I have a problem more related to the browser than Babylon… I think. If I put a sound in Babylon to play this button appears:
Before, when the sound was made in HTML, there was no such problem. I just changed it for it to work directly through Babylon and I already have an audio on/off controller.
Google Chrome, Windows 10.
edit: If there is no way to fix this, can you tell me some condition with which I can control it? Well, it’s rendering two audios.
There can be multiple reasons for not playing your audio. Did you turn on your speakers? Ok, just joking!
So, did you try to debug the part of your code where you start the music? Is the condition met and does it run the getMusic.play() function? Is the getMusic variable correctly set? Is the audio ready to be played?
Handling the ‘ready to play’ callback function:
EDIT:
// this will not work
var music = new BABYLON.Sound("Violons", "sounds/violons11.wav", scene, null, { loop: true, autoplay: false });
music.play()
// this will
var music = new BABYLON.Sound("Violons", "sounds/violons11.wav", scene, () => {
music.play()
}, { loop: true, autoplay: false });
It starts normally, and I can start and stop the music from the controller. However, when I put it that piece of code doesn’t work anymore, nor does the autoplay. I don’t know what it could be.
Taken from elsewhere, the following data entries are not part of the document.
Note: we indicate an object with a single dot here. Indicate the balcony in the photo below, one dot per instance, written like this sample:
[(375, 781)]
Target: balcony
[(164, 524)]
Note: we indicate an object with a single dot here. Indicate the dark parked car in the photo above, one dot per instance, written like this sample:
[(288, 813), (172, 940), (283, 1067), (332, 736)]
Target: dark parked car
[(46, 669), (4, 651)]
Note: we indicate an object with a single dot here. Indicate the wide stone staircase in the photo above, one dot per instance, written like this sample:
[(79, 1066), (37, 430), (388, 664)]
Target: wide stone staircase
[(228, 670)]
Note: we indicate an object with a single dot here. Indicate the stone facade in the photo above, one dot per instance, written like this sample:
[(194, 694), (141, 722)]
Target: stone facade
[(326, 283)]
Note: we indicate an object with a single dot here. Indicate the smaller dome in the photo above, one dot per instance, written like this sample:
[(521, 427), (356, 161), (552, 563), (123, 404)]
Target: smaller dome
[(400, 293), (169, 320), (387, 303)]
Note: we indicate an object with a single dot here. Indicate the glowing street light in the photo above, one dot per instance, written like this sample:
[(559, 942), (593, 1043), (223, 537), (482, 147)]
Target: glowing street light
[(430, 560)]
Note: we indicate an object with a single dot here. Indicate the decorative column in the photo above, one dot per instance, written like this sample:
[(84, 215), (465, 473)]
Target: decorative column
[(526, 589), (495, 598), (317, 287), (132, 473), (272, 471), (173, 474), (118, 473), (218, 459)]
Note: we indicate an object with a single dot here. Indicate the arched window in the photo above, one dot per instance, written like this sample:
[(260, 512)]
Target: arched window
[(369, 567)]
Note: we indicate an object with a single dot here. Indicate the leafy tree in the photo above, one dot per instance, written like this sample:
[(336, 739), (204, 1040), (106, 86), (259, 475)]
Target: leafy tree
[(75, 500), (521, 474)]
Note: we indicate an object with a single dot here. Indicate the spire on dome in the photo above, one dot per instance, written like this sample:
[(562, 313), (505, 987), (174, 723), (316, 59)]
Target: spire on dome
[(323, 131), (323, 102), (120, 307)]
Or you can use something like that - https://playground.babylonjs.com/#PCY1J#216
Here the music is playing after the any first pointer event since in order to play user has to interact with the page first.
Update: I managed, with a teammate, to get the above methods that @roland passed on to work. I had to use the “Engine.audioEngine.useCustomUnlockedButton = true” in the component where the 3D was running and the “unlock” method in the component where there was the start and stop button for the music. Now the only problem is that the music doesn’t start when you click on the scene. Thanks to everyone who has responded so far!
F.e., once you load that demo, click on the demo, then in MS Edge (based on Chrome) hit refresh. Then, without moving the mouse, click the demo. It will be muted, and the icon will appear.
@trusktr
If you refresh the webpage, it is a new “session”, and a user input is required again for sounds to play. Nobody wants to visit a website and be blasted with music and sounds without consent
On the contrary, all good experiences that I have ever tried in any browser always start with sound enabled as soon as possible. Never the opposite!
Babylon currently prevents this, because even after user interaction, sounds stay muted! That’s a bad experience considering that the user is already interacting with the experience.